12 Eylül darbesi Türkiye'deki gençleri birbirine kırdırmanın en kalleş filmiydi. 12 Eylül, Türkiye'yi yolundan çevirmenin projesiydi.
Amerikan ajanlarının oluşturduğu şartlarla Türkiye'nin nasıl dizayn edildiğini söylemeye gerek yok.
O yıllar kitap okuyan ve düşünen insanların bol olduğu yıllardı. Sağcısının da solcusunun da "delikanlı ruhu" taşıdığı gençlik yılları. Herkes ülkesini sevdi. Özne para değildi, lüks villalarda oturmak şerefsiz kazancın peşinde koşmak hiç değildi.
Ama öylesine zalim bir sistem işletildi ki, ağızlarını kanla çalkalayan generaller her gün 2 tane sağcı 2 tane solcu asmayı maharet bildiler.
Yaşı tutmayan gençleri asmadan gözlerine uyku girmedi. Bir gecede yaşını büyüttükleri 17 yaşındaki Erdal Eren'i asarken "paşa çaylarını" içtiler!
Emekli olduktan sonra Marmaris'te ressamlığa soyunan Kenan Evren gibi bir zalimin karşısına tuvalini başına geçirecek yürekli biri çıkmadı.
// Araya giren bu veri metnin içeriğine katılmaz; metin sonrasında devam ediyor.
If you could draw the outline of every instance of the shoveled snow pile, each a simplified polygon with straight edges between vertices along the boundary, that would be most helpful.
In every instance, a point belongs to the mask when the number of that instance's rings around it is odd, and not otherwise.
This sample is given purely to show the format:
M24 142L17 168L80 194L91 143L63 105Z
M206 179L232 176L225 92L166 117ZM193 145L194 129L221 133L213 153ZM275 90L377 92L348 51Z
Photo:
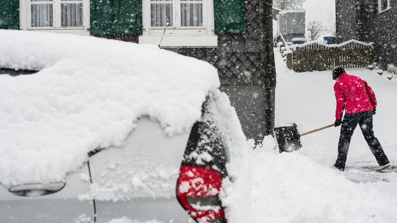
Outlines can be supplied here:
M144 115L172 135L190 131L209 92L210 64L152 46L0 30L0 183L59 181L87 153L121 145Z
M295 123L302 133L333 123L331 71L295 73L287 68L278 50L274 52L276 127ZM374 170L378 164L358 127L343 172L330 169L337 156L339 127L302 136L302 148L290 153L279 153L274 149L275 139L266 136L263 145L251 148L249 154L256 222L396 222L397 85L369 69L346 71L366 81L375 92L374 130L392 168ZM249 147L254 147L249 142Z

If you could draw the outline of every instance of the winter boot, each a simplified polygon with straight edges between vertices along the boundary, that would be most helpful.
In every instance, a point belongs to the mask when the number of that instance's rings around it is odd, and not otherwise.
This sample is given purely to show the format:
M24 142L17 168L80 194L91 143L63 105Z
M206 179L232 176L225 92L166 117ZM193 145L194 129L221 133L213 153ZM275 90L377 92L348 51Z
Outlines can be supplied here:
M339 170L339 171L342 171L342 172L343 172L343 171L345 171L345 170L343 170L343 169L339 169L339 168L337 168L337 167L335 167L335 166L334 166L334 165L331 167L331 169L336 169L337 170Z
M379 166L376 167L375 169L376 171L380 171L381 170L383 170L387 168L390 167L391 165L390 163L389 163L382 166L379 165Z

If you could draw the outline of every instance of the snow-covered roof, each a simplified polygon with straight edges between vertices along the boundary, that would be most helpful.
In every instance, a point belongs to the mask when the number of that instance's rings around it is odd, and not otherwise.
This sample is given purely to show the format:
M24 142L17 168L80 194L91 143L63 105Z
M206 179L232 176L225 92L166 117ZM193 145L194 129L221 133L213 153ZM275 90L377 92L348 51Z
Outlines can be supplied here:
M306 12L306 10L304 10L283 11L282 12L280 12L280 13L279 13L279 15L283 15L287 13L305 13Z
M295 50L296 49L297 47L303 47L303 46L305 46L308 45L311 45L312 44L313 44L313 43L316 43L320 45L322 45L323 46L326 46L328 47L340 47L341 46L345 46L346 45L347 45L348 44L349 44L352 42L356 43L357 44L364 45L364 46L372 46L374 44L374 43L372 42L370 43L366 43L364 42L361 42L360 41L353 39L350 40L349 41L347 41L346 42L342 42L342 43L340 43L339 44L327 44L324 42L322 42L318 40L315 40L307 42L303 44L294 44L289 46L291 49L293 49Z
M273 8L273 9L275 9L276 10L277 10L277 11L279 11L279 12L282 12L282 11L284 11L282 9L280 9L279 8L276 8L276 7L272 7L272 8Z
M291 41L292 41L293 42L295 41L306 41L306 38L292 38L292 39L291 40Z
M0 30L0 183L59 181L87 153L121 145L148 115L170 135L190 131L219 86L209 63L150 45Z

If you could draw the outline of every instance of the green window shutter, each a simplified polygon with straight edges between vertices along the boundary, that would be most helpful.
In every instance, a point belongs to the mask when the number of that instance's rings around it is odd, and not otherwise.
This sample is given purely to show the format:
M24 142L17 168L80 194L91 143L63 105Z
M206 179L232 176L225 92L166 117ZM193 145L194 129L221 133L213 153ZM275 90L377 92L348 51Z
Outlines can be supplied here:
M245 0L214 0L215 33L245 33Z
M142 34L142 0L91 0L91 34Z
M0 29L19 29L19 0L0 0Z

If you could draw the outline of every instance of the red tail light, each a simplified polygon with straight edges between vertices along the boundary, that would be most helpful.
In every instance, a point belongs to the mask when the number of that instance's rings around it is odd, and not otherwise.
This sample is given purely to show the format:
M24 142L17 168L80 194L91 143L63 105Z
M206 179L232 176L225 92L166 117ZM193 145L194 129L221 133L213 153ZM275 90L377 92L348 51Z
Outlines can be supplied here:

Oysa "modeliniz olayım paşam" diyen ünlüler bile çıktı.
Bizler o zalim generallerin fotoğraflarını en rütbeli yerlerinden yaktık ama yakılan gençliklerin yanında bir fotoğraf nedir ki!
Asil bir mevsimdir sonbahar, ağaçlardaki yaprakların kuruması bile kendinden sonra gelenlere hayat vermek içindir. Ama Eylül denince o soysuz darbeyi de hatırlamadan duramam.